### How would you uniformly pick a random element from a gigantic stream? 

This is the principal of reservoir sampling. 

Naive solution:
- process the stream 
- store all the elements
- find its size
- pick a random element from $[0, size-1]$ 

The problem with the naive solution is that it takes $O(N)$ space for a large $N.$ This is problematic, and we can do much better (constant space). The key is to understand loop invariants. On the $i$-th iteration of our loop, pick a random element. 

See: https://stackoverflow.com/questions/3221577/what-is-a-loop-invariant

>A loop invariant is a condition [among program variables] that is necessarily true immediately before and immediately after each iteration of a loop. (Note that this says nothing about its truth or falsity part way through an iteration.)

>By itself, a loop invariant doesn't do much. However, given an appropriate invariant, it can be used to help prove the correctness of an algorithm. The simple example in CLRS probably has to do with sorting. For example, let your loop invariant be something like, at the start of the loop, the first i entries of this array are sorted. If you can prove that this is indeed a loop invariant (i.e. that it holds before and after every loop iteration), you can use this to prove the correctness of a sorting algorithm: at the termination of the loop, the loop invariant is still satisfied, and the counter i is the length of the array. Therefore, the first i entries are sorted means the entire array is sorted.

For the actual reservoir sampling algorithm... 

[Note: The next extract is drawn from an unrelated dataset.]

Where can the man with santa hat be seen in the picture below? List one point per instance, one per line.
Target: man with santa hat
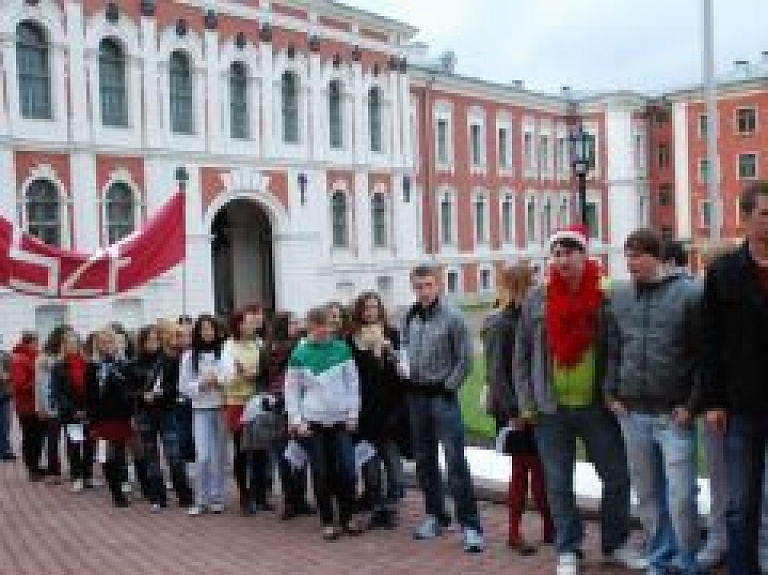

See: https://en.wikipedia.org/wiki/Reservoir_sampling


In [20]:
import random 

def pick(big_stream): 
    random_element = None
    
    # i = counter
    # e = value 
    # big_stream is some massive list
    
    for i, e in enumerate(big_stream): 
        if i == 0: # trivial case, if i=0 pick uniformly from [0,0]
            random_element = e
            
        # random.randint(1,i+1) chooses uniformly from [1,i+1] inclusive
        if random.randint(1,i+1) == 1: 
            random_element = e
            
        return random_element
    
# since we are only storing a single variable, this only takes up constant space

In [28]:
# random.randint(1,i+1) notes
# random.randint(..) picks uniformly between [1,5] inclusive
for i in range(10): 
    print(random.randint(1,5))


3
3
1
1
2
4
1
1
1
1


In [16]:
# Enumerate notes
# See: http://book.pythontips.com/en/latest/enumerate.html

for counter, value in enumerate([5,6,10,15,8]): 
    print(counter, value) 
    # print(value)

0 5
1 6
2 10
3 15
4 8


In [18]:
my_list = ['apple', 'banana', 'grape','pear']
for c, value in enumerate(my_list,5): 
    # the optional argument 1 tells it where to start
    print(c,value) 

5 apple
6 banana
7 grape
8 pear


In [19]:
my_list = ['apple', 'banana', 'grape','pear']
counter_list = list(enumerate(my_list,1)) # creates a tuple!
print(counter_list) 

[(1, 'apple'), (2, 'banana'), (3, 'grape'), (4, 'pear')]